Grandir en se sentant en sécurité à Chicago – jusqu’à maintenant

Il est probable qu’il n’y a jamais eu d’endroit plus sûr pour être juif que l’époque et l’endroit où j’ai grandi et où je vis maintenant, Chicago à la fin du 20e et au début du 21e siècle.

Ici, le plus difficile d’être juif ici est de trouver un bagel décent. C’est une blague, la plupart du temps, mais c’est aussi un peu vrai. Je ne me suis jamais senti persécuté parce que judaïque. Nous avions combattu les nazis et gagné ! (Ou du moins, les Juifs les ont empêchés de marcher à Skokie en 1977.) Je n’ai jamais eu à prendre de congé scolaire le premier jour de Roch Hachana ou à Yom Kippour parce qu’il a été annulé de toute façon. J’ai vu une fois une croix gammée peinte sur un passage souterrain de ma banlieue, mais il fallait que j’aille à Paris pour subir un véritable harcèlement antisémite. C’est assez clair : il est bien plus difficile d’être noir, latino, asiatique ou immigré que d’être juif. Quand la plupart des gens pensent aux minorités, ils ne pensent même plus aux Juifs. Nous mélangeons.

Et pourtant, j’ai ressenti toute ma vie comme si j’avais attendu que l’autre chaussure tombe.
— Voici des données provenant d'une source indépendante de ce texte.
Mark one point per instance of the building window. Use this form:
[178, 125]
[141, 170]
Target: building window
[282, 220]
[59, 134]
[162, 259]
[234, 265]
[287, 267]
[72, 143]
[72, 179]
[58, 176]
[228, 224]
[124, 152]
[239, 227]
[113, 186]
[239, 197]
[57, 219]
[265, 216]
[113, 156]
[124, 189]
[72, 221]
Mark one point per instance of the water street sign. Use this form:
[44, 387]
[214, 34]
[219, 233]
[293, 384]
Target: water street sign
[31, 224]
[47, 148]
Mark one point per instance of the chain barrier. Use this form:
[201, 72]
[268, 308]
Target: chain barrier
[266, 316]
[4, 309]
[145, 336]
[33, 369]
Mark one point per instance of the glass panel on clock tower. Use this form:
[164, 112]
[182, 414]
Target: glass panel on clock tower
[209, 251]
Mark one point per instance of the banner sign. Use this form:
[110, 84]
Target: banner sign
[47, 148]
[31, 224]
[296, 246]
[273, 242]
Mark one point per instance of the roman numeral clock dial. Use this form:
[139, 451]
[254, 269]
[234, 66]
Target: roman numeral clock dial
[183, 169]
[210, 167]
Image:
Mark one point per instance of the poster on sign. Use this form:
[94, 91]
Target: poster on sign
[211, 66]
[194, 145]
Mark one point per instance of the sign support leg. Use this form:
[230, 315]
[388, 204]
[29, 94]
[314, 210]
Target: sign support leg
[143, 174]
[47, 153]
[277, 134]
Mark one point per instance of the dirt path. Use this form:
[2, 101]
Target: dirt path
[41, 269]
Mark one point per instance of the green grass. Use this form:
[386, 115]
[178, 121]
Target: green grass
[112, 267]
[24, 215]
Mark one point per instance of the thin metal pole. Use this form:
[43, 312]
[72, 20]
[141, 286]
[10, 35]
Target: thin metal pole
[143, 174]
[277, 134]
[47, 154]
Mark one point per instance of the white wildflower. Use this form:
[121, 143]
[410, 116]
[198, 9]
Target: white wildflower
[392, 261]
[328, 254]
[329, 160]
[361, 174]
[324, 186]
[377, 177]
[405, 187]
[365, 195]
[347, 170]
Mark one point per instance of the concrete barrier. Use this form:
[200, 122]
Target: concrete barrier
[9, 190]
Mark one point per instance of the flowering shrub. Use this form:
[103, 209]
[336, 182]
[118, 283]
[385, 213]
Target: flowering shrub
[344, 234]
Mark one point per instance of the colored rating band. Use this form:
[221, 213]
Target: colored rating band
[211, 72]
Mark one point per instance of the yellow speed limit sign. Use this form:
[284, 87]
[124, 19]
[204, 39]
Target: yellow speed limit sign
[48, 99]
C’était en partie dû à mon éducation juive, d’avoir appris les histoires de tentative d’extinction derrière presque toutes les vacances (comme le dit une autre blague : « Ils ont essayé de nous tuer, nous avons survécu, mangeons »), et, pas si tard, le L’Holocauste, qui a été beaucoup plus immédiat parce que des survivants sont venus dans mon école hébraïque pour nous raconter ce qu’ils avaient vécu. Cela était également dû en partie aux avertissements de mes parents à la maison pour se rappeler que, malgré les apparences, de nombreux non-juifs nous haïssaient encore pas si secrètement. Tout le message était : ne soyez pas trop à l’aise.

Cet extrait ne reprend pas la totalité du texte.